Of course the flexibility of a COVID-19 world brings both the good and the bad. Teams have more options when it comes to the fluidity of scheduling out of conference games, but that also means abiding by school, conference and state health and safety regulations.

That’s where things get tricky.

‘I got the call at around 11 at night, they said in the end, the administration just didn’t want them to stay in hotels the night before. And you know, the way we have our testing protocols, you have to test the day before and the day of, so in the last minute, it kind of fell apart – literally the last hour it fell through.’

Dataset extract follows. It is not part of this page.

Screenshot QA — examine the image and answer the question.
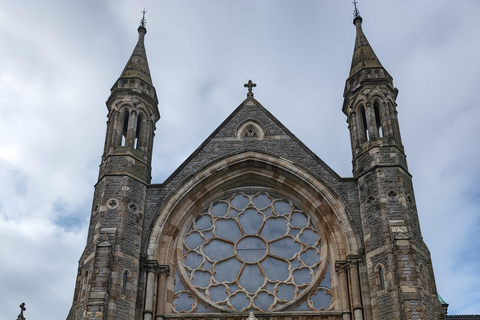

While not all entirely important – for the sake of quenching any mysteries, the Nittany Lions were in talks with St Francis out of New York according to a program source.

With that game no longer in the making, Ferry and his team got back to the same thing they had been doing the week prior and what has become so common in 2020. Keeping to yourself. 

‘It was disappointing,’ Ferry said. ‘It just shows it’s just really hard. It’s really, really hard to do with everybody’s different rules and protocols and open dates. So we’re disappointed but you know, we moved on, we actually scrimmage ourselves a lot on Saturday.’

The Nittany Lions will instead face No. 18 Illinois on Wednesday at 6:30, a slightly different – and much more difficult opponent. In a similar vein, it’s unknown at this time if Penn State previously technically postponed season-opener against Drexel would in fact rescheduled.